No entanto, o que mais indignou as organizações ambientais foi que os trabalhadores cortaram a árvore em vão: por ser muito grande para carregar no caminhão, abandonaram o tronco no local.
Este local é uma área de suma importância para a indústria madeireira, já que a Tasmânia representa um pequeno oásis em um país caracterizado por seus desertos. Nesse sentido, sua importância reside nas 3,4 milhões de hectares de florestas que cobrem metade da ilha.
Por sua vez, também é o estado da Austrália onde são destinadas mais árvores endêmicas para a produção de madeira, com 18,5% do total exportado entre os anos 2022 e 2023, ou seja, quase o dobro da exportação em escala nacional.
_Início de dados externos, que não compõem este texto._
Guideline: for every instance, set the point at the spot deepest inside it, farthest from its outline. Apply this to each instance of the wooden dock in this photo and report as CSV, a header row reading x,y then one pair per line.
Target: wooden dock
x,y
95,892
## Tala de los bosques milenarios: uma prática que gera cada vez mais descontentamento
De acordo com os dados oficiais, durante 2024, as empresas derrubaram mais de 70% das árvores endêmicas e as transformaram em aparas, que depois foram convertidas em papel, papelão ou papel higiênico em países como China e Japão.
Mas o descontentamento vai além do desmatamento. Essa prática levou mais de 4.000 pessoas a se manifestarem na capital da ilha no final de março para exigir o fim da derrubada, que não apenas leva à perda de flora, mas também de fauna.
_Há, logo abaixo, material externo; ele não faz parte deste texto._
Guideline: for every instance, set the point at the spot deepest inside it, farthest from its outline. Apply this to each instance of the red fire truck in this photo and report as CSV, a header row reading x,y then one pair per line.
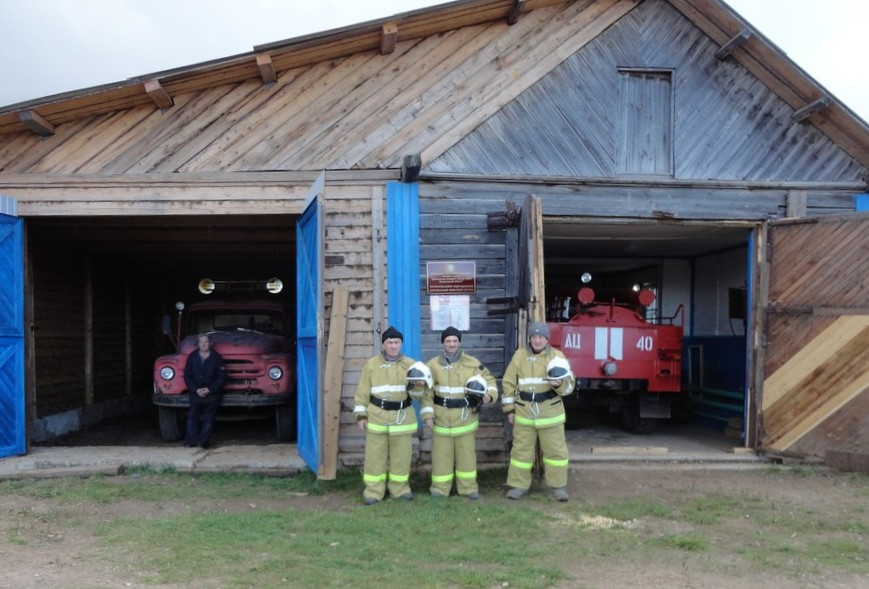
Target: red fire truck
x,y
251,335
624,363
O periquito migrador, considerado “em perigo crítico de extinção” desde 2015 pela União Internacional para a Conservação da Natureza (UICN), é uma das espécies locais ameaçadas pela indústria madeireira, juntamente com o diabo da Tasmânia e a coruja australiana.

## O impacto ambiental da indústria madeireira na Tasmânia
A indústria madeireira na Tasmânia representa uma das principais ameaças para as florestas nativas da ilha. O desmatamento intensivo, especialmente em áreas de floresta temperada e eucaliptais antigos, provoca uma perda severa de biodiversidade e afeta habitats críticos para espécies endêmicas como o demônio da Tasmânia ou o papagaio de barriga laranja.
Além do desmatamento direto, as práticas industriais incluem queimadas controladas e a conversão de florestas primárias em plantações, o que altera o ciclo do carbono e contribui para as emissões de gases de efeito estufa. O desaparecimento das árvores centenárias afeta a captura natural de CO₂.
As operações florestais também interferem nos cursos de água, reduzindo a qualidade da água doce e gerando erosão do solo. Isso impacta negativamente nos ecossistemas aquáticos e nas comunidades rurais que dependem desses recursos.
Organizações ambientalistas alertaram sobre a falta de proteção efetiva e a expansão de concessões madeireiras em áreas sensíveis. O debate entre desenvolvimento econômico e conservação continua sendo um ponto crítico para o futuro ecológico da Tasmânia.